Between Coherent and Constructible Local Langlands Correspondences (2302.00039v1)

Abstract: Refined forms of the local Langlands correspondence seek to relate representations of reductive groups over local fields with sheaves on stacks of Langlands parameters. But what kind of sheaves? Conjectures in the spirit of Kazhdan-Lusztig theory (due to Vogan and Soergel) describe representations of a group and its pure inner forms with fixed central character in terms of constructible sheaves. Conjectures in the spirit of geometric Langlands (due to Fargues, Zhu and HeLLMann) describe representations with varying central character of a large family of groups associated to isocrystals in terms of coherent sheaves. The latter conjectures also take place on a larger parameter space, in which Frobenius (or complex conjugation) is allowed a unipotent part. In this article we propose a general mechanism that interpolates between these two settings. This mechanism derives from the theory of cyclic homology, as interpreted through circle actions in derived algebraic geometry. We apply this perspective to categorical forms of the local Langlands conjectures for both archimedean and non-archimedean local fields.

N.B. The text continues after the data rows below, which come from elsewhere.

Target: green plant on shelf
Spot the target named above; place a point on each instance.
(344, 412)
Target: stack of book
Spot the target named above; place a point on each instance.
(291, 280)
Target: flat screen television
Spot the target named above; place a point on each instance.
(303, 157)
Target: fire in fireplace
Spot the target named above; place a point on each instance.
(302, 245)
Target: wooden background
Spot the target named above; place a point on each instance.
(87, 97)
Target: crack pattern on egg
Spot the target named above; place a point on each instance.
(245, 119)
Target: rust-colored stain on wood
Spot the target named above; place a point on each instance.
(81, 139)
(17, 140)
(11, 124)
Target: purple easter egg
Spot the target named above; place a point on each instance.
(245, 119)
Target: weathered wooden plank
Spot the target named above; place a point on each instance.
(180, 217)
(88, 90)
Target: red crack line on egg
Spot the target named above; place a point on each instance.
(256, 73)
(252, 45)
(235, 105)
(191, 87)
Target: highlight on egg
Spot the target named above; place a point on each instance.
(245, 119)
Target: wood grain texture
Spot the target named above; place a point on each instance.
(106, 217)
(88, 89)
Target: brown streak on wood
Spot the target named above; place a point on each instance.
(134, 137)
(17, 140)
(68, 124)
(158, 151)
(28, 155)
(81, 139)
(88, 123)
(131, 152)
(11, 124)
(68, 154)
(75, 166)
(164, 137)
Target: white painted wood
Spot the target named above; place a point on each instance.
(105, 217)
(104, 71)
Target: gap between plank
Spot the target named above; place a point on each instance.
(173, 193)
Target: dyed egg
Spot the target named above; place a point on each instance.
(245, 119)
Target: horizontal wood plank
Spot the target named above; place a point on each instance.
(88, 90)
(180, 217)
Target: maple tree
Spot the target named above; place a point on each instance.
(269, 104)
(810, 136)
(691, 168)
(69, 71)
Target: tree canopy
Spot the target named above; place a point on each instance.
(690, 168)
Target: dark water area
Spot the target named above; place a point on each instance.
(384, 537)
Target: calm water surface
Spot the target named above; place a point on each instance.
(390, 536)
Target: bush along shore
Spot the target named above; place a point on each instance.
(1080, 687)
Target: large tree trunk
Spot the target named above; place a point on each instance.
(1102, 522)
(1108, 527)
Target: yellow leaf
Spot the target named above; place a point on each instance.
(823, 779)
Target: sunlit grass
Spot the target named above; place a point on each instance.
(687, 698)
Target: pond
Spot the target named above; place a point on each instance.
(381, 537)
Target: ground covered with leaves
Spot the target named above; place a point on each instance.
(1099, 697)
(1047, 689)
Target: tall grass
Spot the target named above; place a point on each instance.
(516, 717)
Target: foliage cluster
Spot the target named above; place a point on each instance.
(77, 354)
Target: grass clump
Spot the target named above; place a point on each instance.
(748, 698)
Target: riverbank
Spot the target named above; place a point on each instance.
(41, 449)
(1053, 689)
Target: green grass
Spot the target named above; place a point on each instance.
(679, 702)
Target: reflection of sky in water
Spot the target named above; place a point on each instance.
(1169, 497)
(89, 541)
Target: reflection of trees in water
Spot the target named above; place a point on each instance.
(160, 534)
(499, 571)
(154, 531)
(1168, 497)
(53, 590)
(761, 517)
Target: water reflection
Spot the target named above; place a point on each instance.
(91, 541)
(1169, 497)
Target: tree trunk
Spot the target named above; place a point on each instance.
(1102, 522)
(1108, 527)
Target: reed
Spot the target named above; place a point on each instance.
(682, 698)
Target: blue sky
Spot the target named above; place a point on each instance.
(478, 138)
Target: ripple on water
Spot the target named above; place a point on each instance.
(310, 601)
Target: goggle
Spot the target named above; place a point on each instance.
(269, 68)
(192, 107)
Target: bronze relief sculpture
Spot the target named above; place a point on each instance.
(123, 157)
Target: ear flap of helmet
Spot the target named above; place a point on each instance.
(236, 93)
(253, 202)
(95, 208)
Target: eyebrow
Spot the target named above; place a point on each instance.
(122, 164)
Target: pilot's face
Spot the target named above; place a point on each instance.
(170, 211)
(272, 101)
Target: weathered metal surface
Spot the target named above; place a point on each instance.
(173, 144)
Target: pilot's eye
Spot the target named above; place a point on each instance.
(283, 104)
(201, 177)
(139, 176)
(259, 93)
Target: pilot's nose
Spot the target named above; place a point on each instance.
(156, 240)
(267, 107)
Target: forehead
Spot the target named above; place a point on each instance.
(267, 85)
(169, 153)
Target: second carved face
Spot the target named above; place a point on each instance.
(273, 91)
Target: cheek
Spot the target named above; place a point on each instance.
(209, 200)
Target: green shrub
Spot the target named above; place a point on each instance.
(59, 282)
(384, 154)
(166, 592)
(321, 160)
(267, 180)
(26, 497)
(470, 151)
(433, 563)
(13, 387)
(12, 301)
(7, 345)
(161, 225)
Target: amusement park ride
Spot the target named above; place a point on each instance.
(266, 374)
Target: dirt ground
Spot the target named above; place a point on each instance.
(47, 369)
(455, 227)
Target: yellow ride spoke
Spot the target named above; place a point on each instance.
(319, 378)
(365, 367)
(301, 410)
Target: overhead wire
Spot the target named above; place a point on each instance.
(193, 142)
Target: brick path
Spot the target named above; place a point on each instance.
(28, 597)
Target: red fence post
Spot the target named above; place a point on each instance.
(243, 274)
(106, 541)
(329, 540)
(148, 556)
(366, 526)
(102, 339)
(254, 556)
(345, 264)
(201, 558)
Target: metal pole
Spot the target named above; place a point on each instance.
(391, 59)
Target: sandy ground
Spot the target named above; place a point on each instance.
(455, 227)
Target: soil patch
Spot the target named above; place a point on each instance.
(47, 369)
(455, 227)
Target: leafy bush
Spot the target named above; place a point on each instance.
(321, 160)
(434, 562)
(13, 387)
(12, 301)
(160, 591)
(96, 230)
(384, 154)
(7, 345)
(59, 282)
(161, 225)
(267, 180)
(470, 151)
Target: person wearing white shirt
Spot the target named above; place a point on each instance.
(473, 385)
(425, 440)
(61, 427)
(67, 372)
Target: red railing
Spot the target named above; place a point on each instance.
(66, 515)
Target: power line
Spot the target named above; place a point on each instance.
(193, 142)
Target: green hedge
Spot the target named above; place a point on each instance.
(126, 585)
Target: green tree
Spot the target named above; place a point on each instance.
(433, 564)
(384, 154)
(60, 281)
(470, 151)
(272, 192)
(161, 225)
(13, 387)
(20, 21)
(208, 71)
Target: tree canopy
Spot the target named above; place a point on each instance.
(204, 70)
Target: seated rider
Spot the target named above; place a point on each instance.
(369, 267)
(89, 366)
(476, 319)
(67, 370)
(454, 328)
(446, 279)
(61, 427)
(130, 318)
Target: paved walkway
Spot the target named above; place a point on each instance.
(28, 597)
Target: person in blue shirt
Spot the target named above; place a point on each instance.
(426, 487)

In the nonarchimedean case, we describe how circle actions relate coherent and constructible realizations of affine Hecke algebras and of all smooth representations of $GL_n$, and propose a mechanism to relate the two settings in general. In the archimedean case, we explain how to use circle actions to derive the constructible local Langlands correspondence (in the form due to Adams-Barbasch-Vogan and Soergel) from a coherent form (a real counterpart to Fargues' conjecture): the tamely ramified geometric Langlands conjecture on the twistor line, which we survey.